Synthetic Versions of Gemstones

Oval Cut Synthetic Ruby

If you subscribe to the long held definition of a gemstone being rare, then synthetics cannot even be called gemstones. We call them "synthetic versions".

Synthetics are not new. A. V. Verneuil produced ruby using a flame fusion method in the late 1800's. And that method is still in use today -- although more sophisticated methods produce better synthetics aka "lab" or "created".

Synthetics of a given type have all the same mineral properties of natural gems. That include crystal structure, trace elements that cause color plus the same hardness and durability of their natural counterparts.

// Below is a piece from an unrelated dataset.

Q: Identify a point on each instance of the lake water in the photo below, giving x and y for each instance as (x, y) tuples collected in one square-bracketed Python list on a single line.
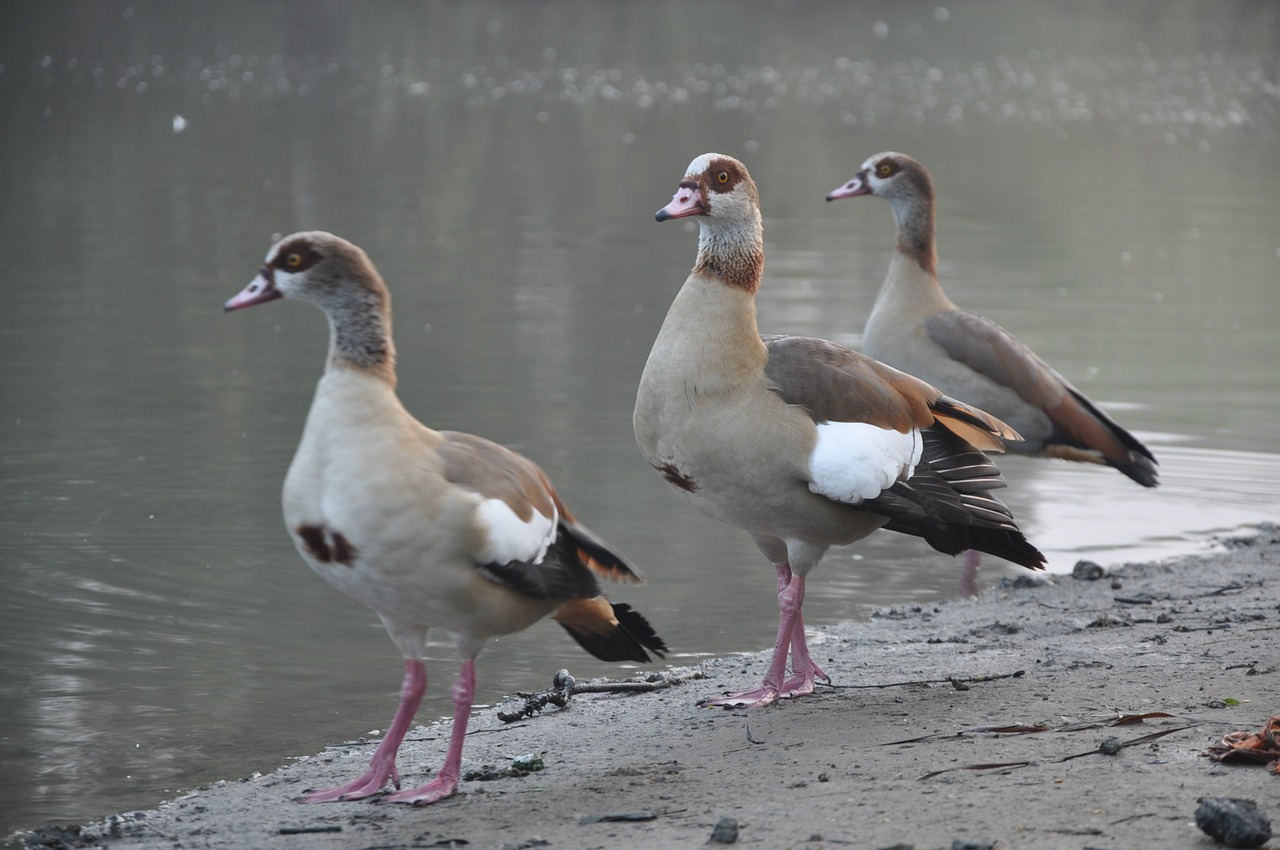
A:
[(1109, 190)]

But synthetics are lab created and, depending on the type, are produced in mass quantities. They may look pretty, but they are not natural so they are not rare so they are not gemstones, in our opinion.

Synthetics can be extremely beautiful. Bcaue the material is cheap, they are usually cut to near ideal proportion. They are generally flawless to the naked eye.

There is nothing wrong with buying or wearing synthetic ruby, sapphire, spinel, etc -- just as there is nothing wrong with hanging a copy of a Rafael in your living room. But they are not Rafaels nor are they gemstones.

Just be aware that if you have a flame fusion 5 carat synthetic ruby ring, most knowledgeable folks will spot it as a synthetic right away.

Gemstone Simulants

A material that is used as a substitute for a gem material, but is of a different chemical composition is a "simulant".

The best example of a simulant might be the substitution of cubic zirconia for diamond.